Every good feeling we have in the mechanical world, no matter how authentic it may feel, is always going to be counterbalanced by an exactly corresponding bad feeling and for this reason we can’t say that the good feeling we started off with really is ‘authentic’. How can it be an authentic feeling if it always comes paired with its opposite? The truth is that nothing is authentic in the Mechanical World, it’s all just a fast moving ‘magic-show’ but we’re always far too busy chasing good feelings to notice this…


This is how the machine works however – this is the only way it can work. The machine that we’re talking about here is ‘the Machine of Thought’ and the reason why thought always goes around in circles in this way (so that one minute we’re up and the next minute we’re down) is because it doesn’t give us any freedom (although it never tells us this about itself). The Thinking Mind can’t give us any freedom (or independence) because it doesn’t have any itself and it can’t provide us with what it doesn’t have. In the absence of freedom / independence we aren’t going to get anywhere. We might ‘think’ that we’re getting somewhere, but we’re not. We’re getting nowhere fast, we’re ‘running on the spot’.


Through it isn’t free because it’s tied to a fixed point. It’s tethered – so to speak – to the fixed set of assumptions that it has had to make in order to function as thought. We – in our turn – have had to see the way in the exact same way that thought does in order for thought’s representation of the world to seem real, to seem viable; we are in this way able to enjoy at least the illusion of movement, the illusion of freedom, the illusion of ‘something happening’. The illusion of movement is the very most we can have however because when we are anchored to a fixed set of assumptions (and ‘fixed’ assumptions are the only type there are) then in reality no movement at all is possible. We’re fixed, after all and ‘fixed means fixed’. An assumption is by its very nature always going to be ‘fixed’; it’s like a stout post driven deep into the earth that we can tie our horse to when we go into the store to buy our provisions – the horse can move a little bit (it can ‘orbit’ the post) but it’s not really going anywhere on the bigger scale of things.

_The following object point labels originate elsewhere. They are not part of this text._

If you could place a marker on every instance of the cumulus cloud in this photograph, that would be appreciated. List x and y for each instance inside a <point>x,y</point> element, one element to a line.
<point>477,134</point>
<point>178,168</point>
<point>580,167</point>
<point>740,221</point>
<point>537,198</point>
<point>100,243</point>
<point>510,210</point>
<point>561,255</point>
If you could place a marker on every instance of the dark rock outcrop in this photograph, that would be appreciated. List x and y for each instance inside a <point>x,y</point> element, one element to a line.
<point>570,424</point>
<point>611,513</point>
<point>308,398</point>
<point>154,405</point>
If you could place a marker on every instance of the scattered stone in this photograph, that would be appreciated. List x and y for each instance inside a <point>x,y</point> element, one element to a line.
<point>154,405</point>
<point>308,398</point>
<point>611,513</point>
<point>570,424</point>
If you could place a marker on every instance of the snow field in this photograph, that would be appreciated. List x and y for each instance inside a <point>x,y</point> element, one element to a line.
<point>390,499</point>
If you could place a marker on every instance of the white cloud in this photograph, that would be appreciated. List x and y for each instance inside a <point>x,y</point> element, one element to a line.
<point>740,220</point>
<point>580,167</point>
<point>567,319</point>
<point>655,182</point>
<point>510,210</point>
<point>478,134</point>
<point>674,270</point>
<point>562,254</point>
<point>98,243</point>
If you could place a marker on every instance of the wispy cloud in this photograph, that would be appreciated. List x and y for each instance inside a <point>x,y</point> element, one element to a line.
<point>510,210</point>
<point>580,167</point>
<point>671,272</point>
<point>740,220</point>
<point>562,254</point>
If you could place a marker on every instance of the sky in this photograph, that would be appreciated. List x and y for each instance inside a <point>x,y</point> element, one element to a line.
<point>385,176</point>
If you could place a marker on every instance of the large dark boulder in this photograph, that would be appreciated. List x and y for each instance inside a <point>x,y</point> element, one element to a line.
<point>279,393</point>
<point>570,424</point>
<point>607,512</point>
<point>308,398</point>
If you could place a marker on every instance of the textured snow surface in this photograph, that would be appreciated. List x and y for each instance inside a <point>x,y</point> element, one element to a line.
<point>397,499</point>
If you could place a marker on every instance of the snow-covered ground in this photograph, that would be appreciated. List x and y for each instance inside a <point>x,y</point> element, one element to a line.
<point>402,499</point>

Even though there is definitely ‘nowhere for us to go’ when we are tethered to thought’s assumptions (which we can’t actually see when we’re operating in the Domain of Thought since the rules that needed to be assumed in order to create this domain become perfectly invisible to us as soon as we do assume them). This is the classic ‘two step manoeuvre’: first we assume the basis, and then we act as if it isn’t ‘a basis that we have assumed or imagined’ but is in fact ‘there for real’, and because we are consistently acting as if the basis really were a basis, it seems to us as if this actually is the case. By pretending so consistently, what we’re pretending becomes pragmatically true for us. As Kurt Vonnegut tells us, ‘We are what we pretend to be so we must be careful about who we pretend to be.’ In reality, there are no rules (which is why we have to assume them); reality doesn’t run on rules (which is to say, it doesn’t have to be told what to do). On the contrary, it runs on spontaneity (i.e., it ‘does what it does’, and that’s all there is to it).  Reality ‘comes before all the productions that it puts on’ (just like a tree comes before its branches) and this means – obviously enough – that it can’t be caused by anything else or dependent upon anything else. It’s not a ‘made’ thing.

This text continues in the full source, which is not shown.